This information is from our chat with Jeannie “The Pole Digger” during her webinar November…
No matter how much we love pole, our businesses are only sustainable if they sustain us. That means our businesses need to be profitable enough for us to make money, pay our staff, and continue to invest in our business. If you’re not sure about your business’s financial health, answering “yes” to any of these questions is a red flag we need to pay attention to:
- Is your business bank balance at or close to 0 more often than not?
- Have you been caught by a surprise tax bill and had to play “money-jenga” to keep things afloat?
- Does looking at your bank balance fill you with dread?
- Are you financially OK as long as that one thing goes well or if you pay that one (or more!) bill(s) late?
- Have you skipped paying yourself in favor of paying your team or your vendors?
Money worries are far from a shameful secret.
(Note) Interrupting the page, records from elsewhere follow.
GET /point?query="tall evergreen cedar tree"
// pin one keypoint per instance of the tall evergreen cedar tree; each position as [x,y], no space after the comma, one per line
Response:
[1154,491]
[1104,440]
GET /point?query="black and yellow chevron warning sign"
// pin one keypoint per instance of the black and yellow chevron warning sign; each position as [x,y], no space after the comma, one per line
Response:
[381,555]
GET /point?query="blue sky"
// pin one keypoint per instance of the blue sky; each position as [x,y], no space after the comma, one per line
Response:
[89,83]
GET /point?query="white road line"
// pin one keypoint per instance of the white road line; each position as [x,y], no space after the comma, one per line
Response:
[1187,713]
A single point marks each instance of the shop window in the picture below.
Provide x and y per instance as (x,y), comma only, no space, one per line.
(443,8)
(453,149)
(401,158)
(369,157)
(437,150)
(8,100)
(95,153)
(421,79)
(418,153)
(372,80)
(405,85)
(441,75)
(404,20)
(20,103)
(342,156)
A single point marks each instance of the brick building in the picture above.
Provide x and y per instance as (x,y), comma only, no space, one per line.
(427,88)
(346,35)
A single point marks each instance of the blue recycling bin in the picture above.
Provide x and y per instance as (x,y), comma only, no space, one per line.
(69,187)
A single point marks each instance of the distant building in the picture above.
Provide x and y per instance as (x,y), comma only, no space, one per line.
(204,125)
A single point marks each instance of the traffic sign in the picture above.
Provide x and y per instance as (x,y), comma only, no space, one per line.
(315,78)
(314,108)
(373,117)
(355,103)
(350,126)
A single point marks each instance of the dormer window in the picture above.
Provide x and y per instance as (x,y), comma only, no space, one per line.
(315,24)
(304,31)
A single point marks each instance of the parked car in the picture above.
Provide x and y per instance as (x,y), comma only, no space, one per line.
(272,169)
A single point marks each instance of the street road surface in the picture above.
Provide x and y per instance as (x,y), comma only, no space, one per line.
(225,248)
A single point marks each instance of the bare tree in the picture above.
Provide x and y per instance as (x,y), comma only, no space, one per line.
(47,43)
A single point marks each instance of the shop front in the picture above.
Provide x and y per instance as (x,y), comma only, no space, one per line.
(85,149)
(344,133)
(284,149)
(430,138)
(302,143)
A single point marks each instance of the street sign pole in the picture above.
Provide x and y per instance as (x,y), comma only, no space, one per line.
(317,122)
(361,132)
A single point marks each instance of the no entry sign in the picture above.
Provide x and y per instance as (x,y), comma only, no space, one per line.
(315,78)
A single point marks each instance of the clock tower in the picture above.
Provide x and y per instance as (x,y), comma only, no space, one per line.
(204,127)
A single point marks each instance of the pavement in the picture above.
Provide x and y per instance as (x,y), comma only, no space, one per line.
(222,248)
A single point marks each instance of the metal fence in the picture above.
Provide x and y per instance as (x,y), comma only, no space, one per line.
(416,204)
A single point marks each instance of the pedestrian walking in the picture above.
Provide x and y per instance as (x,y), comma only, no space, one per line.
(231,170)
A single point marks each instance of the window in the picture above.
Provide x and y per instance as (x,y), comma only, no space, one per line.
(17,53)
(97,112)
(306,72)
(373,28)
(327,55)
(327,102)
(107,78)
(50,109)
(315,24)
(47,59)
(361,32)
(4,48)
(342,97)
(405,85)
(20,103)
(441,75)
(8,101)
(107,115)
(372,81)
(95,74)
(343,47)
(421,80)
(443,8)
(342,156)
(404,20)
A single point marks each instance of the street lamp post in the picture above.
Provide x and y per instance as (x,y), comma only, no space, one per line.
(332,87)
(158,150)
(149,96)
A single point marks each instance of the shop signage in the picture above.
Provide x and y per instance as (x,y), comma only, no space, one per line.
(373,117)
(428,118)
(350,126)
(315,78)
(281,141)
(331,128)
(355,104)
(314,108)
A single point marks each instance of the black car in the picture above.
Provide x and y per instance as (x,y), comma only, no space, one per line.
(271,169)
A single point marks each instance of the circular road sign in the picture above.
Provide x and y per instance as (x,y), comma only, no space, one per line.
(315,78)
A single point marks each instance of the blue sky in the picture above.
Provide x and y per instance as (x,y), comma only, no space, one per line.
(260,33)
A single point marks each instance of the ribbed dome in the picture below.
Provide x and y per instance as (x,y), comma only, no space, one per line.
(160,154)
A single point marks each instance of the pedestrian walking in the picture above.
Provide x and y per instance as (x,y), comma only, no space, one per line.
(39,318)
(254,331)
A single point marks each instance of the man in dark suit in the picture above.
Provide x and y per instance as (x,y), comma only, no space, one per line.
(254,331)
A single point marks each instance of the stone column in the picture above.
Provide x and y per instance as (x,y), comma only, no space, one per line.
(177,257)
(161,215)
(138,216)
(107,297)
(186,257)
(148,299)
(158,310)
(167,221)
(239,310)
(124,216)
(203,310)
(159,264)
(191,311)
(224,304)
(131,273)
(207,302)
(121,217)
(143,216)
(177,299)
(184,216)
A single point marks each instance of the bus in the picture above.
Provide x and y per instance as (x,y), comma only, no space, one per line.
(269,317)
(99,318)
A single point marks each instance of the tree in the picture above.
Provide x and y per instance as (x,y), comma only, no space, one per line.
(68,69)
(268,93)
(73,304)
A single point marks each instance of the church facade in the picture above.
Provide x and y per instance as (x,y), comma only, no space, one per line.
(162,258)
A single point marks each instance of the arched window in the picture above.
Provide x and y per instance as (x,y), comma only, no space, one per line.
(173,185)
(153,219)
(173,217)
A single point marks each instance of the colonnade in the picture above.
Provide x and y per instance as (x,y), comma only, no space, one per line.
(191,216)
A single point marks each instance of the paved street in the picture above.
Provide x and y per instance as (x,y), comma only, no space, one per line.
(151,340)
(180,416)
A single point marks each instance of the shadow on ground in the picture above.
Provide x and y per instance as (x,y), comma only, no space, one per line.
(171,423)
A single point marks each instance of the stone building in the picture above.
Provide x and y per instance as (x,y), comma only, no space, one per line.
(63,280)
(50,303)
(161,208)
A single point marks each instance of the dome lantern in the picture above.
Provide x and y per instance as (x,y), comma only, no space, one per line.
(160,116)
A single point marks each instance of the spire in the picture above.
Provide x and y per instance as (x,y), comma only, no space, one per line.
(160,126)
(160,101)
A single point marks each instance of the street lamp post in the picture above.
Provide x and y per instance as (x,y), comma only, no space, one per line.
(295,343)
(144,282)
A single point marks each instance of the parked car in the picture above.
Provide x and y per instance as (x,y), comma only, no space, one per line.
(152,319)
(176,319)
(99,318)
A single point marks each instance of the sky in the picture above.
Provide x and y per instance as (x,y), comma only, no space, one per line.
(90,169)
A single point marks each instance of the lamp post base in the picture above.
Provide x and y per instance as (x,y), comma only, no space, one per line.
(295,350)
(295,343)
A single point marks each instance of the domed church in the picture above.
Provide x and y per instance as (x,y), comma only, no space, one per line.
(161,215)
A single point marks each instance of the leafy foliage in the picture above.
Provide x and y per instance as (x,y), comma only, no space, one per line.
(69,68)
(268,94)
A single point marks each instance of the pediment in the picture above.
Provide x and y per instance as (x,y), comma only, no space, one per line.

They are a very real part of starting and running a business for many pole-preneurs. Fortunately, there are steps we can take to make sure our pole business is financially thriving.
Check out this list of five foundational tips to help you get on the right track!
1. Read (or Listen to) the book Profit First
If you’re not a trained accountant, profit can be a slightly meaningless concept. Fortunately Mike Michalowicz, author of Profit First, is on a mission to end entrepreneurial poverty and has created a system that supports business owners no matter how much they turn over. The premise is this:
Usually, we manage our business finances like this:
Income – expenses = profit
Profit First suggests we manage it like this:
Income – profit = expenses
Of course, there’s more to Profit First than simple description, but this process works because it places an upper limit on our operating costs and makes sure we prioritize what we need to earn from our businesses. If you do nothing else to support your finances this year, read Profit First and let us know how you apply it to your pole business!
2. Pay Yourself
This is more like #1B, because a huge part of Profit First is making sure you pay yourself. This is so important, we wrote a whole other post about it! That means you are taken care of because the business needs you to be financially sound and secure. If you’re not paying yourself it’s time to look at why, and asking the following questions could help get more cash coming your way:
- Are your operating costs too high?
- Are your prices too low?
- Is your marketing effective?
- Is your business a startup? Could you seek additional funding or income to support you while it grows?
- Are you wasting money on services you don’t use?
Sometimes the answer to these questions is tricky (see tip #5), but when we look directly at our cash flow troubles we can start to find real solutions to them. If you’re not paying yourself, that’s a sign to check in with your business finances and see if you need to make a change.
|💡 Paying yourself doesn’t just mean scraping by. It means contributing to your savings and paying into your retirement. These are non-optional costs you have as a business owner and it’s time to prioritize them!|
3. Grow Your Business Emergency Fund
We can’t predict every expense that’s coming our way, and sometimes emergencies will happen—it’s all part of running a business! When something goes wrong it’s stressful enough without wondering how you’ll pay to fix it, so your emergency fund is the “oxygen-mask” for your stress levels. This is about keeping you sane and your business safe— a very worthwhile use of funds, even if that does mean that new aerial rig has to wait until summer.
If your emergency fund is always eaten up by annual expenses you didn’t budget for, it’s time for your second not-an-accountant-safe money book: You Need a Budget by Jesse Mecham. There is an online app that helps you implement the practices in the book, but you don’t need to subscribe to get the benefit.
There are four rules in You Need a Budget, and the second is “embrace your true expenses”. That means splitting your annual payments out into monthly amounts that you keep in your account until you actually need to pay the expense.
4. Measure trends and changes over time—including tracking industry pricing
Remember the early lockdown online fitness boom? That was a rapid change that saw an entire industry turn upside down. Now that gyms are open again, how much demand is there for home workout equipment? And how much is being sold off second hand?
There’s no doubt businesses saw a boom, followed by a lull, and if they had scaled up with the boom then they may have landed with a thump on the other side, quickly finding their bank accounts empty and their business in trouble.
That’s why we want to track industry trends and pricing over time, learning the seasonal trends in our business revenue and looking for consistent year-on-year growth as a sure sign to scale or make big changes.
5. Make the Hard Decisions
If you’ve found yourself in an unstable financial position, it’s time to be the badass pole business owner you are and make the hard decisions.
Sometimes our operating costs are too high. Solving that could mean reducing staff hours, canceling nice-but-not-essential services, or even changing our offers to track the industry climate. No one wants to be in this position, but it’s far better to make the call than living in financial instability waiting for it to be fixed—we know because we’ve been there too.
There is no shame in scaling back, changing, or closing a company if the numbers don’t add up. It’s all part of responsible business ownership, and something many of us will experience at some point in our pole business careers!
Keeping your pole-related business financially healthy can be hard but is not impossible! Let us know what other tips you’ve used in your business.